Friday, December 30, 2016

1984

Who controls the past controls the future.  Who controls the present controls the past.

The movie opens at a rally where the latest news of the unending war is reported to the masses.  During the rally, both Winston Smith (John Hurt) and O'Brien (Richard Burton) notice Julia (Suzanna Hamilton) when she flings a book at the image of Emmanuel Goldstein, enemy of the state.  Winston works in a cubicle where he alters newspaper articles, replacing people who have been 'unpersoned' with other people or rewriting reports of reductions as reports of increases.  Not surprisingly, he has doubts about the government and what he sees on the omnipresent telescreens.  He privately keeps a journal in which he expresses these doubts.  Julia initiates an affair with Winston.  Both of them know that they will eventually be caught and admit to whatever crimes the party requires them to admit but Winston asserts that he will never betray Julia.  The day comes that they are caught during one of their meetings.  Winston is tortured by O'Brien until he doubts whether 2 + 2 = 4 and also betrays Julia.  'Cured' of his thoughtcrimes, Winston is returned to society where he holds an abiding love for Big Brother.

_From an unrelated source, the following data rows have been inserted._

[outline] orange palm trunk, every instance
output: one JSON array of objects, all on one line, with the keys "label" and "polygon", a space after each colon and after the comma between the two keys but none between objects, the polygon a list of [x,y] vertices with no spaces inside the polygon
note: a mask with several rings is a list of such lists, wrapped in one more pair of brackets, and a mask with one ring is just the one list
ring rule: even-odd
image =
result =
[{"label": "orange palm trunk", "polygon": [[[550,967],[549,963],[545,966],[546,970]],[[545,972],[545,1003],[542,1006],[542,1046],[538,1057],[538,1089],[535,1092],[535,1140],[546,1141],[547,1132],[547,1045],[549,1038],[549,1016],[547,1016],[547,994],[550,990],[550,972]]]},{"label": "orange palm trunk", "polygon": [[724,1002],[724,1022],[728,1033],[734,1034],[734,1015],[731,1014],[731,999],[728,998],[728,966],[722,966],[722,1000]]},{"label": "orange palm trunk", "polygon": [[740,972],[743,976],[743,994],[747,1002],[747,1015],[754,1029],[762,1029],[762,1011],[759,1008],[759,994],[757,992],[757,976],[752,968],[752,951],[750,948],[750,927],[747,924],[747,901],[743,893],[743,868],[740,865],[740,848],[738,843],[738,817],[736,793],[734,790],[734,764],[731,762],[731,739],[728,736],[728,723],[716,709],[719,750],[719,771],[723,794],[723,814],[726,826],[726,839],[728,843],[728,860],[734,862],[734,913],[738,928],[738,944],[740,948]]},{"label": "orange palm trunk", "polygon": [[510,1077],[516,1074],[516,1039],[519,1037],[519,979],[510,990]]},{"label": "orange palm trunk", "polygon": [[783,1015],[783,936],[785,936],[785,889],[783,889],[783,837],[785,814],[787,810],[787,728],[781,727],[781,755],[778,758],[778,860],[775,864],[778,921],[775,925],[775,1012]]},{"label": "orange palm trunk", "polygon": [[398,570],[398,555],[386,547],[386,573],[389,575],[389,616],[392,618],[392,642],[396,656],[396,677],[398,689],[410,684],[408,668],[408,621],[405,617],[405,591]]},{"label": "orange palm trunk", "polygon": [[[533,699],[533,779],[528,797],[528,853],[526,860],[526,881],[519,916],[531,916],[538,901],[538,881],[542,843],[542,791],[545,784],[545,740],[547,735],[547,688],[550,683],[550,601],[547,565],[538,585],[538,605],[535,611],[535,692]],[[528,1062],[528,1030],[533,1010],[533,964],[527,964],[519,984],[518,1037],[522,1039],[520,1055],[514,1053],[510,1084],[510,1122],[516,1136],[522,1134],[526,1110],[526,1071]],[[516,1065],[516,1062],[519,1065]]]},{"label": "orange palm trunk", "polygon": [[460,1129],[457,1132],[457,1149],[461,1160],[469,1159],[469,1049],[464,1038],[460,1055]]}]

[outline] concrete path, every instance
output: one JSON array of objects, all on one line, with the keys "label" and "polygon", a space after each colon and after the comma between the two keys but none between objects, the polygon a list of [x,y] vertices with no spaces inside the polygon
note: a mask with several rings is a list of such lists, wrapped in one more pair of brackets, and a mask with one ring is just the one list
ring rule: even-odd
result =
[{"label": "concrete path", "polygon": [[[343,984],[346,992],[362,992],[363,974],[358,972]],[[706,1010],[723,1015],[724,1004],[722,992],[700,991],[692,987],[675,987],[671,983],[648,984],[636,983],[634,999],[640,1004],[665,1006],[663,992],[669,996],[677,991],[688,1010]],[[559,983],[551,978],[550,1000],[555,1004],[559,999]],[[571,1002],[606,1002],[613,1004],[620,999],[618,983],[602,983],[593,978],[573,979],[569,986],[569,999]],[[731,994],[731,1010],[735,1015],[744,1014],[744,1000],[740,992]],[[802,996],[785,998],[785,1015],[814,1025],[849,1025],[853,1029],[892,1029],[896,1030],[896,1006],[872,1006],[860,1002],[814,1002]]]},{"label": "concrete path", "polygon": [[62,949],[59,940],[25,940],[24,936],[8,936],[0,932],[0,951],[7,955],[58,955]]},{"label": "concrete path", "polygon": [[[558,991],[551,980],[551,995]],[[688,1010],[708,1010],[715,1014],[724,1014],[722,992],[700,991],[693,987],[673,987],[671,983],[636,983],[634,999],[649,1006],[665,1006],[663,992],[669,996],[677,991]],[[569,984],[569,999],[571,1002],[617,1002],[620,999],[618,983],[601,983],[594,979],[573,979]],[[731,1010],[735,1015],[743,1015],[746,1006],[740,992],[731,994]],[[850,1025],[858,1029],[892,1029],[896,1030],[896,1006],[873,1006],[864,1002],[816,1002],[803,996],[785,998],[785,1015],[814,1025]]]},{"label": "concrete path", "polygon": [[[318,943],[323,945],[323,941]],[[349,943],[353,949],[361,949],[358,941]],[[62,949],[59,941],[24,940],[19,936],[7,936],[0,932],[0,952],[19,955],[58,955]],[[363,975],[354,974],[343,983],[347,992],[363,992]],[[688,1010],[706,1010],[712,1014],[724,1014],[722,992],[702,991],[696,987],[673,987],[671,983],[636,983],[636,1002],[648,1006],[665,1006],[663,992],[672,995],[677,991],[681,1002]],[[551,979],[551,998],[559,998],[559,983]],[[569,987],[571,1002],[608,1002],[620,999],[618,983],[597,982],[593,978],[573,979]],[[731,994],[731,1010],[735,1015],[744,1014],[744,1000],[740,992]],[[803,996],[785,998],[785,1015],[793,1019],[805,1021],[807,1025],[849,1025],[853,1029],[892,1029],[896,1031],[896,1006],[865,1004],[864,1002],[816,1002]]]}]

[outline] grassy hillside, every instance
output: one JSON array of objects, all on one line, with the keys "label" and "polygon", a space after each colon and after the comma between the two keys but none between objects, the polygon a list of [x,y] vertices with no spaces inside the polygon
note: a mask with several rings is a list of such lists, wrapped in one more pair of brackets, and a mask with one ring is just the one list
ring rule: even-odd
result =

Though familiar with the plot and storyline of Nineteen Eighty-Four, I have not read the novel and only just watched the movie.  Nothing in it surprised me and I was very much reminded of Brazil, which came out the following year.  Brazil is more fun while 1984 is just sad and depressing.  Of course, all the newspeak reminds me of trends in language, where some words become 'unwords' and new, more opaque ones replace them.  For instance, disabled became handicapped, handicapped became physically challenged, physically challenged became differently abled.  These are just euphemisms.  Government has learned to couch things in more favorable terms too.  Spending is investment, secrecy is a new standard of openness, increasing the debt is paying our bills, taxing Peter to subsidize Paul is compassion.  As the language becomes less clear, those who use it can make ambiguous claims and stand by them!  The unpersoning process has gone viral in our media-saturated society.  Say the wrong thing and the rats swarm to pick the bones clean.  No one is safe from the trolls.  Both Hillary and Bernie had to bow to the language of Black Lives Matter during the primaries.  Many have been ostracized for having the wrong opinions or using the wrong words.  Profuse apologies may stave off the frenzy but as often as not encourage more of the same.  Then there is the opening line: Who controls the past controls the future.  I have often noted how historically uninformed people are.  This ignorance is by design.  Here is just one example of a modern Winston Smith rewriting history.
 
Certainly worth watching and surprisingly applicable, which is unfortunate.